Os dados são recentes, de 2011 a 2013. O avanço pode ser explicado pela facilidade de acesso à tecnologia e a internet, mas também está ligado ao incentivo financeiro por parte do poder público como explica o membro do Colegiado Setorial de Audiovisual, Airton Raes. "Hoje temos muitas pessoas interessadas e os recursos públicos totais somam R$ 750 mil". Somente em 2014, o número de produções está próximo de superar a dos anos anteriores. Vinte e cinco filmes já foram lançados ou estão em fase de produção e finalização. Destes, oito produzidos de forma independente, onze com recursos estaduais e seis com recursos municipais.
Airton destaca que os gêneros de filmes são os mais diversos possíveis. "Temos desde filmes mais intelectuais até filmes de terror. Além da produção de muitos documentários", destaca. Destes, muitos tiveram destaque fora do estado e até do país, como “Ela veio me ver” de Essi Rafael; “Lados Dados”, de Breno Benetti; “Red Hookers”, de Larissa Anzoategui e “O Florista”, de Filipi Silveira, que foi selecionado para o Festival de Cannes do ano passado.
Curta-metragem 'Ela Veio Me Ver' de Essi Rafael Leal (Foto: divulgação)

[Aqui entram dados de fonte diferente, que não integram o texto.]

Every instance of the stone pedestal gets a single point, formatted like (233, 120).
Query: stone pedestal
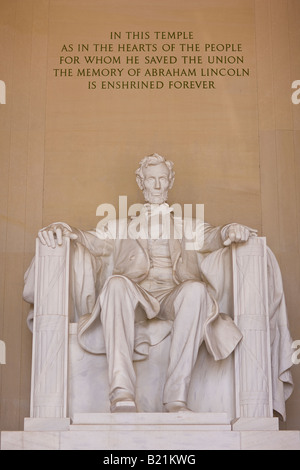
(150, 431)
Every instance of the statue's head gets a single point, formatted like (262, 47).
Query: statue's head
(155, 176)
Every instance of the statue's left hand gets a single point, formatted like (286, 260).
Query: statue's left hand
(236, 233)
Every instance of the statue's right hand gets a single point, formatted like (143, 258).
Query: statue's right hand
(53, 234)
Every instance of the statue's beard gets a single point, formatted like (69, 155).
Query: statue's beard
(155, 198)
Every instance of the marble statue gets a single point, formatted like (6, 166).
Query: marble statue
(148, 279)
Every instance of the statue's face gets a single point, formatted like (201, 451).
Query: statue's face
(156, 183)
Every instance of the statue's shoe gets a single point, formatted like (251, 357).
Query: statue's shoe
(123, 406)
(177, 407)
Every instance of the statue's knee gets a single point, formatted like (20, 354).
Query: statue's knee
(194, 289)
(116, 284)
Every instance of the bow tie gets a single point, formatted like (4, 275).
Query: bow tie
(153, 209)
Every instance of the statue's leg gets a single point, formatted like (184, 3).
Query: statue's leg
(189, 305)
(118, 304)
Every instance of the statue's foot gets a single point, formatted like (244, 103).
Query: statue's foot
(123, 406)
(177, 407)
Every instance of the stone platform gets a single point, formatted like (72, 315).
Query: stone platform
(149, 431)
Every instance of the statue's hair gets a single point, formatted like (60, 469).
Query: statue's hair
(153, 159)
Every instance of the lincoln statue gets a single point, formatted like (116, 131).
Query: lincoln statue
(153, 277)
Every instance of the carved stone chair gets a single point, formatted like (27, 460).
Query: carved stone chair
(68, 382)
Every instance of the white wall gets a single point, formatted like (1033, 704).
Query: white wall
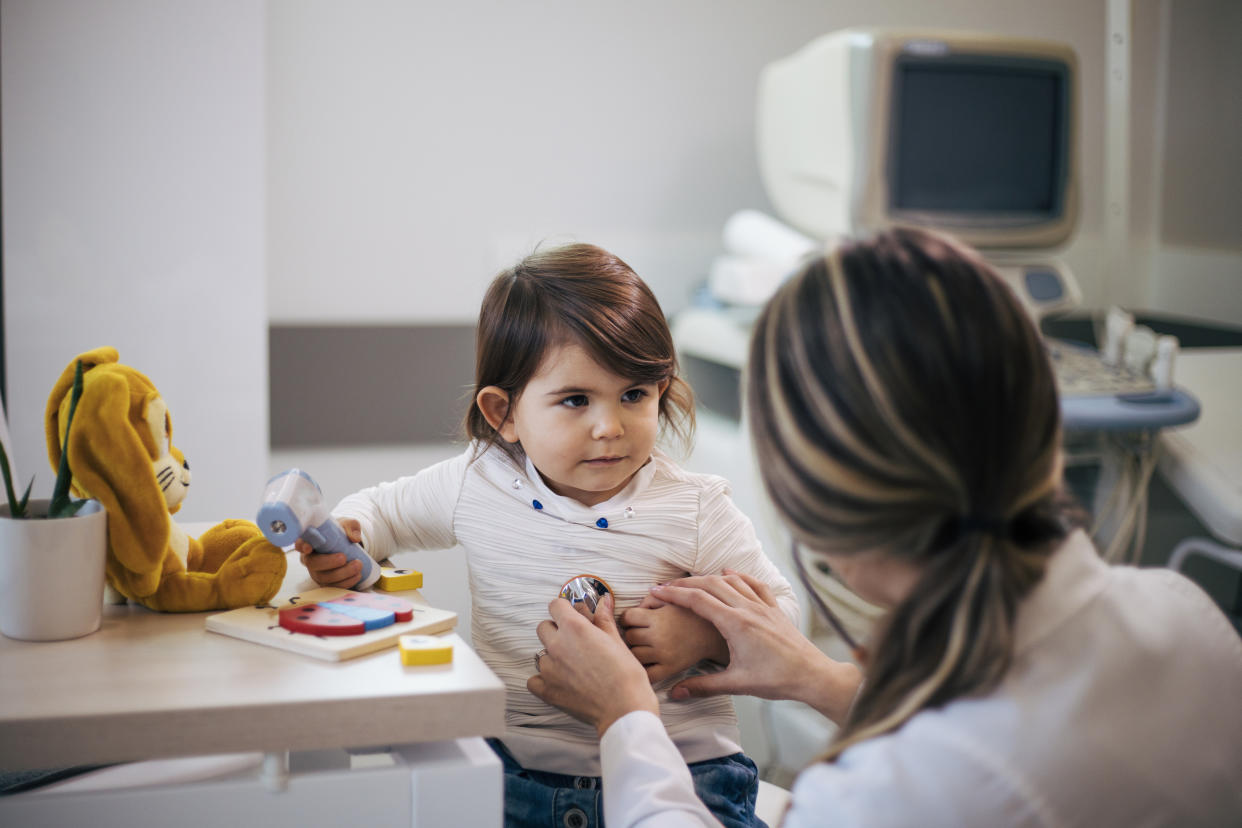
(417, 148)
(133, 216)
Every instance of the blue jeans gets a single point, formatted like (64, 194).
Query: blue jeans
(540, 800)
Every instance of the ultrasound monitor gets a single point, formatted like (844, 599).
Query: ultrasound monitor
(970, 134)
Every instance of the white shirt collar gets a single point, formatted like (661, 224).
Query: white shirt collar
(1076, 575)
(611, 509)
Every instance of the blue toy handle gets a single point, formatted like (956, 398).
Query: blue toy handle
(329, 538)
(293, 510)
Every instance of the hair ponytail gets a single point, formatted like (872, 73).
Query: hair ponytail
(901, 401)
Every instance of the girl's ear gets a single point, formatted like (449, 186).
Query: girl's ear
(494, 404)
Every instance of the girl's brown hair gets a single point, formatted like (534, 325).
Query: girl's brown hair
(903, 404)
(585, 296)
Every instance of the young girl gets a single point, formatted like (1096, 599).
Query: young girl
(575, 376)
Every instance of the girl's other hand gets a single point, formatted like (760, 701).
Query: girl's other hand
(333, 569)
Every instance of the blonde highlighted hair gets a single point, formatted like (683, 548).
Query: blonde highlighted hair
(902, 402)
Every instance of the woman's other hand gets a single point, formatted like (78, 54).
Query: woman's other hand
(588, 670)
(768, 656)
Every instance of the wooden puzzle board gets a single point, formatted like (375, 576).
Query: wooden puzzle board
(261, 625)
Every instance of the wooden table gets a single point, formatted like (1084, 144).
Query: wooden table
(150, 685)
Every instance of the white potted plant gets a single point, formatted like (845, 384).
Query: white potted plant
(52, 555)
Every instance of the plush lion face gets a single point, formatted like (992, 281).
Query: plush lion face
(172, 471)
(121, 442)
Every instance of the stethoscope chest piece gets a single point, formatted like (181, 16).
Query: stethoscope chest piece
(586, 590)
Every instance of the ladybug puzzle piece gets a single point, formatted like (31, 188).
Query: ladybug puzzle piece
(349, 615)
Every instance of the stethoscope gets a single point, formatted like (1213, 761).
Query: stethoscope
(586, 590)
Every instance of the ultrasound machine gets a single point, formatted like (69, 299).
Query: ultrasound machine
(970, 134)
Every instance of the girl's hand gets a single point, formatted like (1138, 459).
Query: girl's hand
(333, 569)
(668, 639)
(768, 656)
(588, 672)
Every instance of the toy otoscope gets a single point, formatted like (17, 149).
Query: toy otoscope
(293, 509)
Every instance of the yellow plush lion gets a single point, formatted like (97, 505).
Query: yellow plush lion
(121, 453)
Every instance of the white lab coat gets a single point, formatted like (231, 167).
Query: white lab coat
(1123, 706)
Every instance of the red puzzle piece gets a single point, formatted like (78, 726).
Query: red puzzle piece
(350, 615)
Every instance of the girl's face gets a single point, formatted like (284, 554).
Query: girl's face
(584, 428)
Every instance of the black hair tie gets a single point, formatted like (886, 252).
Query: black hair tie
(956, 528)
(995, 526)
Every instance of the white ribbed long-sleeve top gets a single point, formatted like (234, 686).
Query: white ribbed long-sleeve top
(523, 541)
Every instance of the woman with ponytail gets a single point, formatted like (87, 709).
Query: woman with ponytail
(906, 421)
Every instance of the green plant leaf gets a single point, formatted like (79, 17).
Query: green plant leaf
(66, 509)
(16, 508)
(25, 499)
(61, 492)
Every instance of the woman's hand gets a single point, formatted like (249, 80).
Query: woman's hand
(588, 670)
(668, 639)
(333, 569)
(768, 656)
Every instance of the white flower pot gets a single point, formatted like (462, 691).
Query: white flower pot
(51, 572)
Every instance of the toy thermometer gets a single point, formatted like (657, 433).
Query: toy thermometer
(293, 509)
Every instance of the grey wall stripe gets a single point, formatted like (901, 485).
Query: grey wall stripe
(368, 385)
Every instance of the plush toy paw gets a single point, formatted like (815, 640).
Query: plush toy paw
(249, 567)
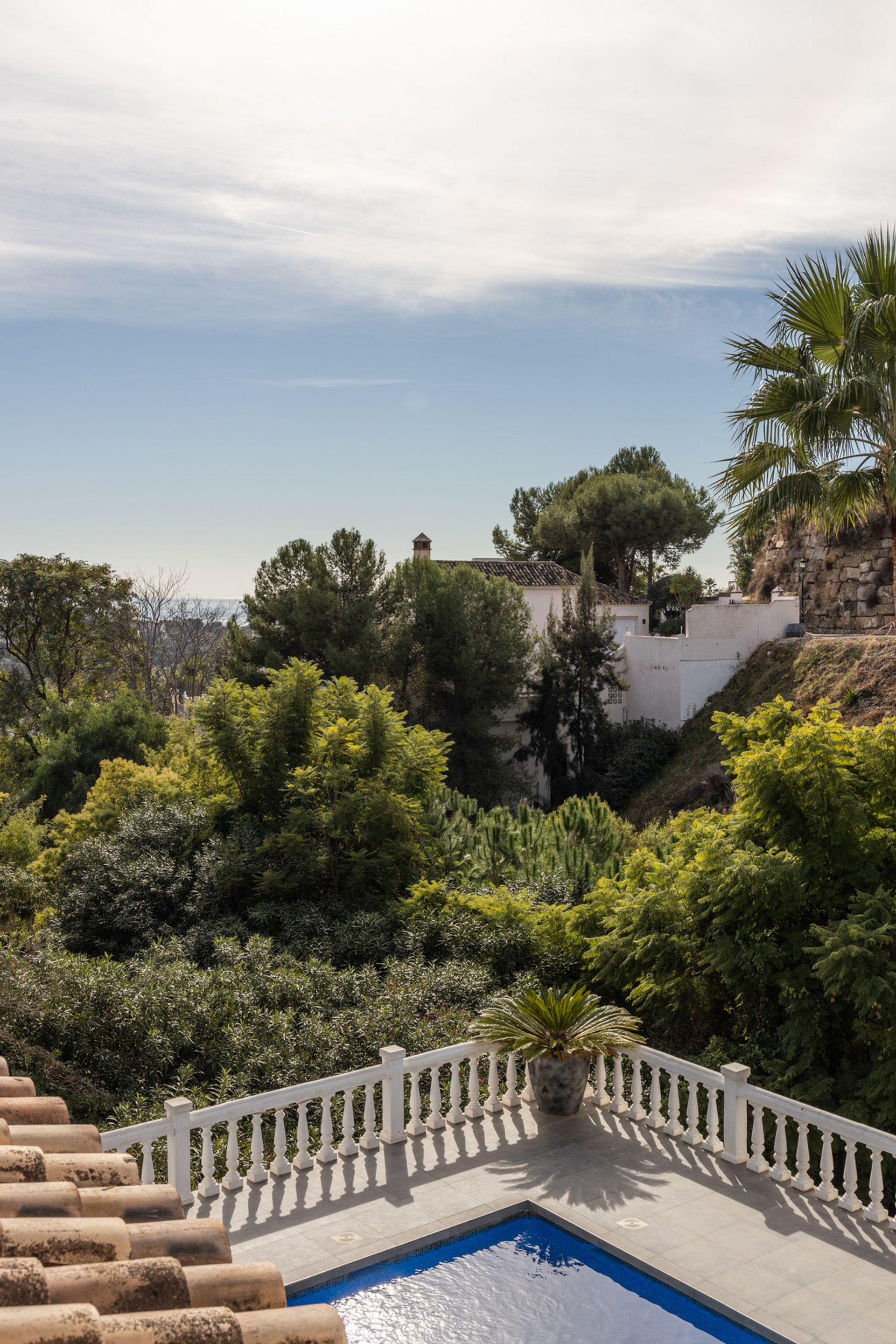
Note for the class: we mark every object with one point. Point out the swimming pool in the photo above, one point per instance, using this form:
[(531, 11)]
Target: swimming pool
[(523, 1281)]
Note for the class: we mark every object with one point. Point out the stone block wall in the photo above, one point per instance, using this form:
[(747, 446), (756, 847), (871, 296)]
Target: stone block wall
[(848, 582)]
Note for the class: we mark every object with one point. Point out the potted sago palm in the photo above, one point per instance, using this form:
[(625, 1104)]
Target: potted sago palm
[(558, 1033)]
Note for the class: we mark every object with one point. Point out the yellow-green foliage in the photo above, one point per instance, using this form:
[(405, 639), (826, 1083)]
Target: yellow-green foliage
[(187, 753), (121, 787), (22, 836)]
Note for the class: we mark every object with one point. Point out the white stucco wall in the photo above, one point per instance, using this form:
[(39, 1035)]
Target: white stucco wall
[(669, 679)]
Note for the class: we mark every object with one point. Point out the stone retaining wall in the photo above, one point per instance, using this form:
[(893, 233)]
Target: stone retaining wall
[(848, 582)]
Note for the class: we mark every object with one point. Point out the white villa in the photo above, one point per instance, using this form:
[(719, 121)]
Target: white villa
[(669, 678)]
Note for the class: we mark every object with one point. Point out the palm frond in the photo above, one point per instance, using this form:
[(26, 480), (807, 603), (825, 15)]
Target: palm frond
[(854, 497), (814, 304), (555, 1022), (874, 260), (758, 355)]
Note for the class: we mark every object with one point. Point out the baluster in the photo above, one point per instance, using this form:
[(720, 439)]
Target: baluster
[(456, 1114), (473, 1108), (209, 1187), (692, 1134), (802, 1181), (618, 1105), (511, 1097), (415, 1126), (280, 1167), (781, 1172), (673, 1126), (713, 1144), (369, 1139), (348, 1147), (148, 1171), (849, 1199), (636, 1111), (326, 1152), (656, 1120), (436, 1120), (233, 1181), (601, 1094), (257, 1174), (758, 1143), (303, 1159), (528, 1092), (826, 1191), (493, 1101), (875, 1213)]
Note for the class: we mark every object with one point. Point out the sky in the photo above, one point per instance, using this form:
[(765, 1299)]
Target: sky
[(273, 268)]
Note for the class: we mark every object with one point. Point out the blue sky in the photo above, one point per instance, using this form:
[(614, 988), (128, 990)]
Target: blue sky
[(272, 269)]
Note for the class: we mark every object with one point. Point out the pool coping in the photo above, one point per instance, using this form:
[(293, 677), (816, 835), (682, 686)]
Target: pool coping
[(519, 1209)]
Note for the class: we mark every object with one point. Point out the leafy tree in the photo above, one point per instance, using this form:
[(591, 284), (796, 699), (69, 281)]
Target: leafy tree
[(817, 437), (770, 928), (628, 514), (457, 650), (77, 737), (314, 602), (673, 595), (335, 776), (567, 718), (527, 507), (61, 627), (557, 855), (119, 893)]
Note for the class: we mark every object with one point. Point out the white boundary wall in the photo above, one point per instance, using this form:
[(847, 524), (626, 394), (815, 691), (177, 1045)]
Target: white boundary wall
[(671, 678)]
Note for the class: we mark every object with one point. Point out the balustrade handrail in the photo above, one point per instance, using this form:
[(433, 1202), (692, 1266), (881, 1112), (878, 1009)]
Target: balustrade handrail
[(292, 1096), (878, 1140), (703, 1108)]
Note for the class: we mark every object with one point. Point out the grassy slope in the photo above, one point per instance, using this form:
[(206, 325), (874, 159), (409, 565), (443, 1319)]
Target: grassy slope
[(857, 674)]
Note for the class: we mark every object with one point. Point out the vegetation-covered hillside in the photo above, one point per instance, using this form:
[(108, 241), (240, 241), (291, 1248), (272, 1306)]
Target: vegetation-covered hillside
[(860, 675)]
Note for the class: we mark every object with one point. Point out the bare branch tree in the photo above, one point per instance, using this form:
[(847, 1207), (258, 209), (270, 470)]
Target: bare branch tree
[(152, 599)]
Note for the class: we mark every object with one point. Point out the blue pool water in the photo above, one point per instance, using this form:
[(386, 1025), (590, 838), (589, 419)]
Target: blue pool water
[(525, 1281)]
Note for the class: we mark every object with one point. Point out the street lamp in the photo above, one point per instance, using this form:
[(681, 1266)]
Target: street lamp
[(804, 562)]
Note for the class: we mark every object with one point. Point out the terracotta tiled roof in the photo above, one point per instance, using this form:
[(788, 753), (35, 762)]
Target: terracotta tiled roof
[(543, 574)]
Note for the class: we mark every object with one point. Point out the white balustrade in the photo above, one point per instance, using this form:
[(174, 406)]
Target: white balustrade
[(493, 1100), (370, 1143), (280, 1167), (456, 1116), (147, 1170), (636, 1111), (436, 1120), (473, 1109), (415, 1126), (511, 1097), (209, 1187), (257, 1174), (326, 1154), (734, 1134), (348, 1148), (601, 1094)]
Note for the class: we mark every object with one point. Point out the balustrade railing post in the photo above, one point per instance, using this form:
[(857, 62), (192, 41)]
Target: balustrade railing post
[(734, 1114), (392, 1131), (179, 1111)]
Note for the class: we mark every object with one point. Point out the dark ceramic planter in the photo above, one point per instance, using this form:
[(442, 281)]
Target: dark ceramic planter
[(559, 1084)]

Neste cenário está Marinete Pinheiro, que podemos dizer ser o reflexo da evolução da produção audiovisual na cidade. Profundamente ligada ao lado espectador dos campo-grandenses, já que pesquisou exatamente sobre as salas de cinema da Capital, estudo que resultou no livro 'Salas de Sonhos', produzido juntamente com Neide Fisher, Marinete teve a oportunidade de frequentar a Escula Internacional de Cine y Television, em Cuba, e passou de pesquisadora a cineasta.
Como boa campo-grandense, ela não se furtou em voltar para a terrinha para alavancar as produções locais. Atualmente, a cineasta está dirigindo e produzindo três filmes. São eles, o curtametragem de ficção 'Cinza', o documentário 'A Dama do Raqueado', e a animação 'O Mito Amarelo'. O segundo conta da história da compositora e cantora sertaneja Delinha e tem previsão de lançamento para outubro.
A ambição da cineasta é tanta que vai além dos limites permitidos pela capital. Marinete afirma que apesar da vontade, Campo Grande ainda carece de recursos para produções mais elaboradas e de qualidade. "A profissionalização é um grande desafio para gente, já que não existem cursos aqui. Mas acredito que houve muitos avanços nos últimos dez anos", afirma. A cineasta destaca a atuação do professor Doutor, Hélio Godoy, que tenta viabilizar a criação de um curso de Audiovisual, na Universidade Federal de Mato Grosso do Sul (UFMS).
Os pioneiros - Mas apesar do novo fôlego, há quem já tentava fazer filme em terras de bois. De acordo com o livro 'Sala de Sonhos', de Marinete Pinheiro, o primeiro longa-metragem produzido na Capital, que se tem registro, é a produção 'Paralelos Trágicos', de 1965. "É considerado o primeiro filme, mas não existe documento, nem certificação", explica.
Além disto, a cineasta recorda os colegas que sempre produziram mesmo quando ainda não havia incentivos públicos regionais para o setor, como Candido Alberto da Fonseca, Alexandre Couto, Reynaldo Paes de Barros e Joel Pizzini.